Ask HN: Going from Redis to MySQL. Good idea?
We are building a SaaS backend for restaurants using Rails. We integrate directly with POS, so each POS keeps sending customer orders that we store for later processing. we have this POS integration going at about 1,000 locations which send us about 3 Million individual customer orders on monthly basis.
for this write-heavy app, we store all orders in redis which is working beautifully. We are growing at incredible pace, we keep adding new restaurants with hundreds of locations that keep sending us crazy amount of data. Except there is one problem -- redis keeps running out of memory every month! As, everything which doesn't have to be in memory is in memory.
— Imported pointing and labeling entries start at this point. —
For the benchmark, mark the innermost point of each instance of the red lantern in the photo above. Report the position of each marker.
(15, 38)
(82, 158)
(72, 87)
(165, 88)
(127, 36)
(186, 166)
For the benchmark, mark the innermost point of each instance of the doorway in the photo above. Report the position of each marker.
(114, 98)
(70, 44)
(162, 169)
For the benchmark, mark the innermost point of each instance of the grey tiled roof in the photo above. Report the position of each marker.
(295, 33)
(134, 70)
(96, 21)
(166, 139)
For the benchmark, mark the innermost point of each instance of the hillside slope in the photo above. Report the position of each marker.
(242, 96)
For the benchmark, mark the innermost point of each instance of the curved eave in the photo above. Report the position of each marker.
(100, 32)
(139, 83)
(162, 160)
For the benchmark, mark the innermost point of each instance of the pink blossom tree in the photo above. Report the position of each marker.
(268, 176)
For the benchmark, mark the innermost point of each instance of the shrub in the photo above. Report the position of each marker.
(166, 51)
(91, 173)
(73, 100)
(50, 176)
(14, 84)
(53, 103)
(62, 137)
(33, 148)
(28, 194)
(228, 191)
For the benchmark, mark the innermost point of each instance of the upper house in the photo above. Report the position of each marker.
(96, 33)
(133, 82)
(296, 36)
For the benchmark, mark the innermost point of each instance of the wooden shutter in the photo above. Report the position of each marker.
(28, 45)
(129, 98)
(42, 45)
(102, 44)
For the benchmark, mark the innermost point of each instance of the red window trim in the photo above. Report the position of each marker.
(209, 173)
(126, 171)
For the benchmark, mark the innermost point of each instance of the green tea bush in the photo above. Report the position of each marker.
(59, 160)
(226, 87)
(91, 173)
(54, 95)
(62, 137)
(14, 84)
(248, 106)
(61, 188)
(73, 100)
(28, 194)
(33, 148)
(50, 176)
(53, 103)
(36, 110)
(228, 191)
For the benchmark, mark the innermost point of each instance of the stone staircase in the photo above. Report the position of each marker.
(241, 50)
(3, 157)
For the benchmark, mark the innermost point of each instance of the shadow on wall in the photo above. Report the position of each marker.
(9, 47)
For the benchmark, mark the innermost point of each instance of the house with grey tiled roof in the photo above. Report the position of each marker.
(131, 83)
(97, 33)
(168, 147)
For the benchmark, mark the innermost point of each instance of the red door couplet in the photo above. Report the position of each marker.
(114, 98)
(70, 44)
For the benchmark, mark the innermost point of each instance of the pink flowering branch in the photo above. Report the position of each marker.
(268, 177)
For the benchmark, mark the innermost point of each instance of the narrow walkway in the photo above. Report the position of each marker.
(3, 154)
This is why we contemplating to switch to mysql. As we really don't need to keep all data in memory. here are we numbers of current redis database:
used_memory_human:39.83G
dbsize: 34706870
Here is what we store in redis as Hash: id - integer
location_id - integer
stored_at - timestamp
token - string
transaction_no - integer
menu_items - string(comma seprated list of all menu items that customer ordered along with their price & Qty)
order_amount - decimal
order_subtotal_amount - decimal
order_amount_payable - decimal
order_datetime - timestamp
employee_id - integer
employee_name - string
pos_type - string
post_version - string
restaurant_id - integer
So, looking for some advice on:1. moving from redis to mysql is good idea? how will it effect us in long run as we will need to keep updating our indexes & partition scheme to cater to huge demand.
2. What other databases(relational or non-relational) would be suited for this use case than redis?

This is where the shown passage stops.